11.5 Notices. Notices and other communications provided for herein shall
-------
be in writing and shall be delivered by hand or overnight
international courier service, sent by graphic scanning or other
telegraphic communication equipment available to both, the sending
Party and the receiving Party, as follows:
If to Purchaser:
-------------------------------------------
-------------------------------------------
Facsimile No.: ___________________________
Attention: ______________________________
If to the Company:
VeriChip Corporation
000 Xxxxx Xxxx Xxx, Xxx. 000
Xxxx Xxxxx, XX 00000
United States of America
Facsimile No.: (000) 000-0000
Attention: President
All notices and other communications given to either Party hereto
in accordance with the provisions of this Agreement shall be deemed
to have been given on the date of delivery if delivered by hand or
overnight courier service or on the first business day if sent by
graphic scanning or other telegraphic communications equipment
available to both the sender and the receiver, in each case
delivered, sent or mailed (properly addressed) to such Party as
provided in this Section 11.5, or in accordance with the latest
unrevised direction from such Party given in accordance with this
Section.
11.6 Amendments. Except as provided elsewhere herein, this Agreement can
----------
be modified only by a specific written agreement duly signed by
persons authorized to sign agreements on behalf of Purchaser and
the Company.
11.7 Publicity. Purchaser agrees that any publicity or advertising which
---------
shall be released by Purchaser in which the Company is identified
in connection with the Products shall be in accordance with the
terms of this Agreement and with such information or data as the
Company may, from time to time, furnish to Purchaser for such
purposes. Copies of all such publicity and advertising shall be
forwarded to the Company for its prior written approval.
14
11.8 Severability. If any provision of this Agreement shall be held by a
------------
court or other tribunal of competent jurisdiction to be invalid,
illegal or unenforceable, or shall be required to be modified, the
validity, legality and enforceability of the remaining provisions
shall not be affected or impaired thereby.
11.9 Counterparts.

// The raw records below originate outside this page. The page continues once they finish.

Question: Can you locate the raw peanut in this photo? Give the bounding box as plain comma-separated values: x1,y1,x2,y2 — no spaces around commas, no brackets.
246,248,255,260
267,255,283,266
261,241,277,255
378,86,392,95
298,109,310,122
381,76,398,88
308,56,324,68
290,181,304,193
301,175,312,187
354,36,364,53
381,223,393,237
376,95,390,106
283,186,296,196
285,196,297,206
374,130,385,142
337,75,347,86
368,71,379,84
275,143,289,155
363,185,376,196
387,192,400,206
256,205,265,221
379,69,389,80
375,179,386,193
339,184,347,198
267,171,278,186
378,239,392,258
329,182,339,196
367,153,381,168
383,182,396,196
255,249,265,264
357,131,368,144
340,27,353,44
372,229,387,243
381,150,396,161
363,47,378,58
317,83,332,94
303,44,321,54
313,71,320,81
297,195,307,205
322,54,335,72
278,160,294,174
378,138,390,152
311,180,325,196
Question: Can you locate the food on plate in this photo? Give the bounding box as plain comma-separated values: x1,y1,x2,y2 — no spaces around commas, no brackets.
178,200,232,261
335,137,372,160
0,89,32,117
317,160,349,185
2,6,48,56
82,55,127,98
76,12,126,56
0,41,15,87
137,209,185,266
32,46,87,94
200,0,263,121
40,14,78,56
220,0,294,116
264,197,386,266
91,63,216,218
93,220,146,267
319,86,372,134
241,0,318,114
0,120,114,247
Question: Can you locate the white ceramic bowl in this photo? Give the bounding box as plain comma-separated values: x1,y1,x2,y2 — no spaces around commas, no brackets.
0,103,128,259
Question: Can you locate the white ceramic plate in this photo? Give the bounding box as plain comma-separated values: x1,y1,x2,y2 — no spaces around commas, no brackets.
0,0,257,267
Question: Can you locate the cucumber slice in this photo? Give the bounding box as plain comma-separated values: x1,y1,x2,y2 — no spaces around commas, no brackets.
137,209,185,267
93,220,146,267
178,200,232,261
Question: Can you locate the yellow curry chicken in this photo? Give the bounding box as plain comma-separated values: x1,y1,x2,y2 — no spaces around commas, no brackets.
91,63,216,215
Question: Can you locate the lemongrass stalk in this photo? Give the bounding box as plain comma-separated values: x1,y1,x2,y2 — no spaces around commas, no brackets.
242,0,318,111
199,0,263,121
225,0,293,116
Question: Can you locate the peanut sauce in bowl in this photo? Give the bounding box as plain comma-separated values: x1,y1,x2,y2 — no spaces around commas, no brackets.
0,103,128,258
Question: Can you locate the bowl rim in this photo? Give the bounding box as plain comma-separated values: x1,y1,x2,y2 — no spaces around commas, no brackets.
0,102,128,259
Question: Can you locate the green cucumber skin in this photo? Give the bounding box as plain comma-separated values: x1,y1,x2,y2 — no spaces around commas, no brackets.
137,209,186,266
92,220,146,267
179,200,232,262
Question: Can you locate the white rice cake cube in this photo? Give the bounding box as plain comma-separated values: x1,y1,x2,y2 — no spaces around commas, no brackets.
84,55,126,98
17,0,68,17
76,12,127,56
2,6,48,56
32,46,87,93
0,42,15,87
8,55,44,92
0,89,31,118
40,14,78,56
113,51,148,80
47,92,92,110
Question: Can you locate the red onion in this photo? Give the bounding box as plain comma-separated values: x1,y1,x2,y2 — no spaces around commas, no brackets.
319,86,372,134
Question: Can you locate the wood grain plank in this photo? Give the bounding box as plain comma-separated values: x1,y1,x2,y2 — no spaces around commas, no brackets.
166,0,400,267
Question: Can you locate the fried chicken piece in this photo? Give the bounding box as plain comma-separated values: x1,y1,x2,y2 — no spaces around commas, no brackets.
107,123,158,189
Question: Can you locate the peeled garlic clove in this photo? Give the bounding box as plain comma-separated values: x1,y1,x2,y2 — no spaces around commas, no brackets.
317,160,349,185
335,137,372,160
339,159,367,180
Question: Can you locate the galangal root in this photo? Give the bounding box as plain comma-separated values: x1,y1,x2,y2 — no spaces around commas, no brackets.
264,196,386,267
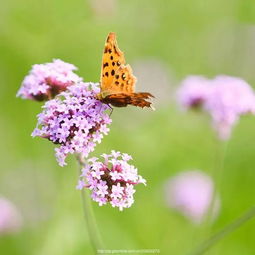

This Agreement may be executed in any number of
------------
counterparts, each of which will be deemed an original but all of
which when taken together will constitute one and the same
contract, and shall become effective when one or more such
counterparts have been signed by each of the Parties and delivered
to the other Party.
11.10 Waiver. The waiver by either Party of any instance of the other
------
Party's non-compliance with any obligation or responsibility herein
shall not be deemed a waiver of the waiving Party's remedies for
such non-compliance in the future.
11.11 Time Limit On Actions. No action, regardless of form, arising out
---------------------
of this Agreement may be brought by either Party more than two (2)
years after the cause of action has occurred; provided, however,
that this paragraph shall not apply to actions involving patents,
copyrights, Trademarks or tradenames, Company Confidential
Information.
11.12 Force Majeure. Neither Party shall be liable for failure to perform
-------------
or delay in performing any obligation under this Agreement, except
the obligation to make payments when due, if such failure or delay
is due to force majeure, including, but not limited to, war,
embargo, riot, insurrection, sabotage or other civil unrest; fire,
explosion, flood or other natural disaster; accident or breakdown
of machinery; unavailability of fuel, labor, containers, or
transportation facilities; accidents of navigation, breakdown or
damage of vessels or other conveyances for air, land or sea; other
impediments or hindrances to transportation; strike or other labor
disturbances; government restraints or any other cause beyond the
control of the affected party; provided, however, that the Party so
failing to perform shall (i) as soon as possible, inform the other
Party of the occurrence of the circumstances preventing or delaying
the performance of its obligations, and describe at a reasonable
level of detail the circumstances causing such delay, and (ii)
exert reasonable efforts to eliminate, cure or overcome any of such
cases and to resume performance of its covenants with all possible
speed. In such event, the non-performing Party will be excused from
any further performance or observance of the obligation(s) so
affected for as long as such circumstances prevail and such Party
continues to use its best efforts to recommence performance or
observance whenever and to whatever extent possible without delay.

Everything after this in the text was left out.